September 30, 2017

ABA president urges reauthorization of JJDPA

ABA President Hilarie Bass urged Congress to quickly enact juvenile justice legislation now that both the House and Senate have approved bipartisan bills to reauthorize the Juvenile Justice and Delinquency Prevention Act of 1974 (JJDPA).

“The ABA strongly supports the JJDPA, which has provided states and localities with federal standards and support for improving juvenile justice and delinquency prevention practices and contributed to safeguards for youth, families and communities for more than 40 years,” Bass wrote to the House Education and the Workforce Committee and the Senate Judiciary Committee Sept. 5.

The Senate passed its version of juvenile justice legislation, S. 860, on Aug. 1, and the House bill, H.R. 1809, received House approval May 23. Both bills were passed by voice vote. Bass wrote that when the House and Senate conferees meet to resolve differences between the two bills, the ABA urges them to work efficiently “to finally reauthorize the JJDPA and reaffirm a national commitment to the rehabilitative purpose of the juvenile justice system.”

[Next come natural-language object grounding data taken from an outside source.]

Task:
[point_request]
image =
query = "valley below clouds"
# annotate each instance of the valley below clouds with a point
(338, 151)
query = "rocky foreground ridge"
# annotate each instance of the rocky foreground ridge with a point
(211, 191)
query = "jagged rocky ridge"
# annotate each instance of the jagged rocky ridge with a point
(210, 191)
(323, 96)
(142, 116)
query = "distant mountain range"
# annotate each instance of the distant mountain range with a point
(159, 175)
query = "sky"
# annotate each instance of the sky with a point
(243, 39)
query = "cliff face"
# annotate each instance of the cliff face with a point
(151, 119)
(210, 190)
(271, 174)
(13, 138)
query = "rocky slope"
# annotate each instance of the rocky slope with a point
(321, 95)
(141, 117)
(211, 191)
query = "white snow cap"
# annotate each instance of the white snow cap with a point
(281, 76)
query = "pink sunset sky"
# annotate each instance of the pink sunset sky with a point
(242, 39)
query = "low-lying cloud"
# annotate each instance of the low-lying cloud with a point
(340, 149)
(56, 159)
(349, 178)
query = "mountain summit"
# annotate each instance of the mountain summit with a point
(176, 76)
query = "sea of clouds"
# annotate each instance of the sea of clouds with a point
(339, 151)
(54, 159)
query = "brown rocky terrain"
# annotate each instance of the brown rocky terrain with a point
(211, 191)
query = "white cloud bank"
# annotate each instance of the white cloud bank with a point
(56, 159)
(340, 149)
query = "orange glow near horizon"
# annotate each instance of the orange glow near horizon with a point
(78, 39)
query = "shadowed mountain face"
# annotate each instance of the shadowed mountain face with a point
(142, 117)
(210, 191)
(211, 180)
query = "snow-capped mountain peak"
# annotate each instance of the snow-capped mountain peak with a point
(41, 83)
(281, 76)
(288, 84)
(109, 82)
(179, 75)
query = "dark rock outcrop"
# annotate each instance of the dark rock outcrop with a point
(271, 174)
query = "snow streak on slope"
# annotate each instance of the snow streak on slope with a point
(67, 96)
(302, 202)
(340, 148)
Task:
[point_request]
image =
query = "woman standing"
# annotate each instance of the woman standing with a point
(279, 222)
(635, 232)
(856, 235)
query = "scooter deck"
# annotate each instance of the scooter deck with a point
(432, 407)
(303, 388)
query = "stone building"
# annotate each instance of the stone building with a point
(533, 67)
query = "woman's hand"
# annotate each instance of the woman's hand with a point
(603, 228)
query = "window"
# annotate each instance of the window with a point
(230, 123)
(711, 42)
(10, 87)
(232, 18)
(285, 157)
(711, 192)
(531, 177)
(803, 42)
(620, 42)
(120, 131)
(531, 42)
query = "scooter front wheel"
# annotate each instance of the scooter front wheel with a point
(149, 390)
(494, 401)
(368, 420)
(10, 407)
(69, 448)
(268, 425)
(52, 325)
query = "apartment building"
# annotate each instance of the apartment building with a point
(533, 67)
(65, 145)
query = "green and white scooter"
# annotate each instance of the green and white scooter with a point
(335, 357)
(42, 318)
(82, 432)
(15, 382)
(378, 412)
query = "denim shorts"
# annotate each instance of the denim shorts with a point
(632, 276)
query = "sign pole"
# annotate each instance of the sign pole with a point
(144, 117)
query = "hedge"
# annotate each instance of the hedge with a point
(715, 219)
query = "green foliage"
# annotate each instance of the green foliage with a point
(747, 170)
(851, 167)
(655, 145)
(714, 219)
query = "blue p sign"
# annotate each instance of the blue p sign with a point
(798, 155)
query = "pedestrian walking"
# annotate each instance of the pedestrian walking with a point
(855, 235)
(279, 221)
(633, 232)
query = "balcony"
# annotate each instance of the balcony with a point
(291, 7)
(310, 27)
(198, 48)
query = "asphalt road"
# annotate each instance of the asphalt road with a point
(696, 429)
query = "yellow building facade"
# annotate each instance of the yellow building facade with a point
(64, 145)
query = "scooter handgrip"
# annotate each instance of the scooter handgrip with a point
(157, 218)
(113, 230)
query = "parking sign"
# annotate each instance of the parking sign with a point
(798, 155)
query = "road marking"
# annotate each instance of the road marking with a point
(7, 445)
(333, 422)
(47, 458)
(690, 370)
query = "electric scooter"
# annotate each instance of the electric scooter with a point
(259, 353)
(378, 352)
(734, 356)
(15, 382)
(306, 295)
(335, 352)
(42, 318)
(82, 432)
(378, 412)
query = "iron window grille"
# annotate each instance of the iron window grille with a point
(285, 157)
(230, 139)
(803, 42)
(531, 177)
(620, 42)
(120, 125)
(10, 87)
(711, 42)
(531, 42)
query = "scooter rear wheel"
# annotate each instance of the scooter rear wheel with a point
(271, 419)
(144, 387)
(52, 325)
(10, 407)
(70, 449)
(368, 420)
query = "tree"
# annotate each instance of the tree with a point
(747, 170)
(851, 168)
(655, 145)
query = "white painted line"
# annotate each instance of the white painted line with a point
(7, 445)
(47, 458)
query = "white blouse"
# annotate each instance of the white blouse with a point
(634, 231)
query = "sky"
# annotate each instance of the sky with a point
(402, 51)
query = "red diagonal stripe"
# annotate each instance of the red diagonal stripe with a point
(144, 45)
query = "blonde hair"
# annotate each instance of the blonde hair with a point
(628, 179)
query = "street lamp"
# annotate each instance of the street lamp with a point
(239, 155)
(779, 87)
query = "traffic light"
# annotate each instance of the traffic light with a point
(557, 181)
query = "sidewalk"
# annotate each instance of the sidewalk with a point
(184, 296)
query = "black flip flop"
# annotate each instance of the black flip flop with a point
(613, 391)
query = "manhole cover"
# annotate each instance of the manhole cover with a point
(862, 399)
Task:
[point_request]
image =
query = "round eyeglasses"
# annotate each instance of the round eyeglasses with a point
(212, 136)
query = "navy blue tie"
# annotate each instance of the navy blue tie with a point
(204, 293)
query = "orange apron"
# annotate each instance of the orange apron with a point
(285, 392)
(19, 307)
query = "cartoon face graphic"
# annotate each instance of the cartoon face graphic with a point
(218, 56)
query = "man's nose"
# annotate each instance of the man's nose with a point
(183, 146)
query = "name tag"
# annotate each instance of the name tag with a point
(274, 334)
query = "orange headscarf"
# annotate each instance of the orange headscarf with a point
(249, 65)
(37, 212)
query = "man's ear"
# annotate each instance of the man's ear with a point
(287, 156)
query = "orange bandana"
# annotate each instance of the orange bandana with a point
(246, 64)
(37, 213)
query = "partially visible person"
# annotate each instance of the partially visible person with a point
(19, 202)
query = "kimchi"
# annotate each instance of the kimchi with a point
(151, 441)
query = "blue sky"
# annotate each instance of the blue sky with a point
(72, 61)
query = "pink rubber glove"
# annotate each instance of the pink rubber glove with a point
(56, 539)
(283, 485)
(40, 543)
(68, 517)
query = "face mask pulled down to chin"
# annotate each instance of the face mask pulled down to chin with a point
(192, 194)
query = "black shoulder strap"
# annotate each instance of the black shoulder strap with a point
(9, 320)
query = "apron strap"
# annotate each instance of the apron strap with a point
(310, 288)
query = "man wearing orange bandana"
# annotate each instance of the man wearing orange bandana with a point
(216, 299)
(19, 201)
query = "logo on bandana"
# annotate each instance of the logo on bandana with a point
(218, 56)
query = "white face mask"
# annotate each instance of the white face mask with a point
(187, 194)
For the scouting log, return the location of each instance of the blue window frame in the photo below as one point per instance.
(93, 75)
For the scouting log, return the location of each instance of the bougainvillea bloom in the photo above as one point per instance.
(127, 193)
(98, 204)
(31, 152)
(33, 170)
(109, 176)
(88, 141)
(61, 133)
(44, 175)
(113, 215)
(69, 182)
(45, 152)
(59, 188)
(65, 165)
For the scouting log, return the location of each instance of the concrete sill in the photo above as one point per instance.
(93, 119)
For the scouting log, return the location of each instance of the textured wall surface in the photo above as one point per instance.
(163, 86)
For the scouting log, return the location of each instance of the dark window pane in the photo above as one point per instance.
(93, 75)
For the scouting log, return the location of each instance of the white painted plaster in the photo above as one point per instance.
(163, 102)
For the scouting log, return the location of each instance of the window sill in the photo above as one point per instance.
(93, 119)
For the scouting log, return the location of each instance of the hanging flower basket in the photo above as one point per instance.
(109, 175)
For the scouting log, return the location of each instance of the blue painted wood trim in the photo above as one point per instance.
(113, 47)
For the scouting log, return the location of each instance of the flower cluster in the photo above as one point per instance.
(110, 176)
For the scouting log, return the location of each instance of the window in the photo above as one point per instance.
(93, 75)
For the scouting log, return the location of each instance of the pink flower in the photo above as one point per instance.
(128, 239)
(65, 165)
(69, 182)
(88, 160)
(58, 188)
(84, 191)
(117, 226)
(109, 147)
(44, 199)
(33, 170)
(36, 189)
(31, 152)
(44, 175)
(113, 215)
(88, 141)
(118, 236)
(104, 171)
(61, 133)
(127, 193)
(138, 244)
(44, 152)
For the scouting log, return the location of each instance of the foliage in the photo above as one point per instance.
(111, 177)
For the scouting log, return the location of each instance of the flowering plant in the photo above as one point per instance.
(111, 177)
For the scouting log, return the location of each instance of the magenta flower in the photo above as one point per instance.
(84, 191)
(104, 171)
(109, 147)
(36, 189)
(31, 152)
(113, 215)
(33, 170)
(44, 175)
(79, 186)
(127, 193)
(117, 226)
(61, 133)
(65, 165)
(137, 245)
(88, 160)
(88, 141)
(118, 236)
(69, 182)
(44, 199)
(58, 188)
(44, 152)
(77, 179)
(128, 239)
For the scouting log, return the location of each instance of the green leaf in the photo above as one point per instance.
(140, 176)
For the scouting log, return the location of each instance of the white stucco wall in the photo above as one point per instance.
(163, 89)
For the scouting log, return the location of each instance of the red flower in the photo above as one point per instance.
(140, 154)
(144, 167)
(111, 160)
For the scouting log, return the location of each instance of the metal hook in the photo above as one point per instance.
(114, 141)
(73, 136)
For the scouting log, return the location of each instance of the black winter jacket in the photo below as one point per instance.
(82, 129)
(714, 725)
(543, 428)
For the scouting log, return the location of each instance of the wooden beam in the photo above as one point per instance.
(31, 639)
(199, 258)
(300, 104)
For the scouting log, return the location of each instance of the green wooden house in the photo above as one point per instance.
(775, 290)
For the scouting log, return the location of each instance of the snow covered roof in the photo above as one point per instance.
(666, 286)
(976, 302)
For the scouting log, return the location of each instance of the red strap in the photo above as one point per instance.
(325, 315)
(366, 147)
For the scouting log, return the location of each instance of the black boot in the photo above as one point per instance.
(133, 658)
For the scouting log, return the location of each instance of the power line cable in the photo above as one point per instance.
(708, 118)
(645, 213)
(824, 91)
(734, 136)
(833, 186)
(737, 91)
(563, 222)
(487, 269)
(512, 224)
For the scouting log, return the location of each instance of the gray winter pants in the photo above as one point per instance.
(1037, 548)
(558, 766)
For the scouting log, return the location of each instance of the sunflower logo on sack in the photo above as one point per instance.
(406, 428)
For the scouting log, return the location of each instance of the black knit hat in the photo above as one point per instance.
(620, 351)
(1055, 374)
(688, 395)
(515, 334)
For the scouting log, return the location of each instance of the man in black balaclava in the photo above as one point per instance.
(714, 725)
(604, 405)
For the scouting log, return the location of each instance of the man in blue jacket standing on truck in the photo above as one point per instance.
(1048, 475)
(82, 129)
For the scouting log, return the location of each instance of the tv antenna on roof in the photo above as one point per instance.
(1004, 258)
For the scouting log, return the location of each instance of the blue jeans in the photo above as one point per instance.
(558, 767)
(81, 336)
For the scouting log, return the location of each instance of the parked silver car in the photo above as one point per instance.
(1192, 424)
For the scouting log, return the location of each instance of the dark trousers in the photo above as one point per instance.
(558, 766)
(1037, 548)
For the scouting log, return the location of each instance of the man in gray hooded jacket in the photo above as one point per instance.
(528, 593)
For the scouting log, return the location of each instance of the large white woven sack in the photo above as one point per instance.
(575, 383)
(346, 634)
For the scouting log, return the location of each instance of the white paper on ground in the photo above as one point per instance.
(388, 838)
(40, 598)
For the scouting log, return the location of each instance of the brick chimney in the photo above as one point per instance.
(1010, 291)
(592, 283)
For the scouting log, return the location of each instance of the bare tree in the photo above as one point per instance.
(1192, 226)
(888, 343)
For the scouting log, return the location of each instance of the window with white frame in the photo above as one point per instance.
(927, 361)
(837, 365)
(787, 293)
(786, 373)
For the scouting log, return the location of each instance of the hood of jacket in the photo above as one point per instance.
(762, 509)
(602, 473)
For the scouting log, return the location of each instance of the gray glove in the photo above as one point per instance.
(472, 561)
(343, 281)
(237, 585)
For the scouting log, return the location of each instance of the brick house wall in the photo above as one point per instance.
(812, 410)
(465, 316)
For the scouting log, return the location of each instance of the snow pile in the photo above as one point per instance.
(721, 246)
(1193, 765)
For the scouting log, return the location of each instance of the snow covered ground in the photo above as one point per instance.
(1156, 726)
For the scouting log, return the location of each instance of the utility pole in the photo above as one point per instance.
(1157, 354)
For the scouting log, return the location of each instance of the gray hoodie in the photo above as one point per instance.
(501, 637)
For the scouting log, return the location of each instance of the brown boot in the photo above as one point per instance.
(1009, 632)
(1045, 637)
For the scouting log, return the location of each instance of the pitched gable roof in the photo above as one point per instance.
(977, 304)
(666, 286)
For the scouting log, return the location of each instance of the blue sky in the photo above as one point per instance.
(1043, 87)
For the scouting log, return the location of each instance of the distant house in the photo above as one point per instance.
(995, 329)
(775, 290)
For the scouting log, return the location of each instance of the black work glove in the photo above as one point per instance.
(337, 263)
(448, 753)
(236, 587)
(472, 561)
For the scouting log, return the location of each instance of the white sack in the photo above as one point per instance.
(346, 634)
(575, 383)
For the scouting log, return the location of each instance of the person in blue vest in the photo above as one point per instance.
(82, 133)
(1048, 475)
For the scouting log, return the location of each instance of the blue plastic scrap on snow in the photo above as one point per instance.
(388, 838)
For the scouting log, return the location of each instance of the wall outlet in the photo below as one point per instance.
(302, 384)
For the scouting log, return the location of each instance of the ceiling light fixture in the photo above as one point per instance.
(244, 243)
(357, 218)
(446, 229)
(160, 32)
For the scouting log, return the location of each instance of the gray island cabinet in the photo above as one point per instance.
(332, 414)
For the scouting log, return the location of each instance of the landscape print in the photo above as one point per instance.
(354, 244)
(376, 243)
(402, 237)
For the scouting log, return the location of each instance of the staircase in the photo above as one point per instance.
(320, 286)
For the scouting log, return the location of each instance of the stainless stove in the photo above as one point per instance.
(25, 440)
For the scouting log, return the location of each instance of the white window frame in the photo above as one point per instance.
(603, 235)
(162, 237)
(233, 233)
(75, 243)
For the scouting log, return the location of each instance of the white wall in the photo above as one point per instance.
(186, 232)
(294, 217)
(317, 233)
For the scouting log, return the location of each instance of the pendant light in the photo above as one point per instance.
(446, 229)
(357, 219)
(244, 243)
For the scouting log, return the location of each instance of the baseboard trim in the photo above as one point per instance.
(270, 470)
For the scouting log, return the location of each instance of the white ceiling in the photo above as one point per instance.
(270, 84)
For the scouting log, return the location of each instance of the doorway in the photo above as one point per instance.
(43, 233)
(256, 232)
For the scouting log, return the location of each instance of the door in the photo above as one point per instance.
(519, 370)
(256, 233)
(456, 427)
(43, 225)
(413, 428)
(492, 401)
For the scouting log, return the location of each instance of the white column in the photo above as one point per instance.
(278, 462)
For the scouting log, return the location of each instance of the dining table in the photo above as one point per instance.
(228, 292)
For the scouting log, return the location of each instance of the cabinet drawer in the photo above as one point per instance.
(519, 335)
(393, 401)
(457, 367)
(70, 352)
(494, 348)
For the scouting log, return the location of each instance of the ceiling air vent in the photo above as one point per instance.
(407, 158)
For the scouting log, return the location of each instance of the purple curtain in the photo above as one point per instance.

It has been 13 years since the JJDPA was reauthorized, and new research has changed the methods for dealing with juveniles in the criminal justice system. Bass emphasized that the reauthorization of the act is critical to protecting juveniles and ensuring that federal funding focuses on programs that have been shown to “improve outcomes for these young people.”

The ABA, she said, specifically supports provisions in both bills that would extend protections that limit youth contact with adult offenders and phase out use of the valid court order exception that currently causes youth to be jailed or securely confined for “status” offenses, such as truancy or running away from home, that would not be crimes if committed by adults.

Such treatment of status offenders results in juveniles being exposed to potentially dangerous influences while in a confined setting when access to other youth services outside a detention facility would be more appropriate, she warned.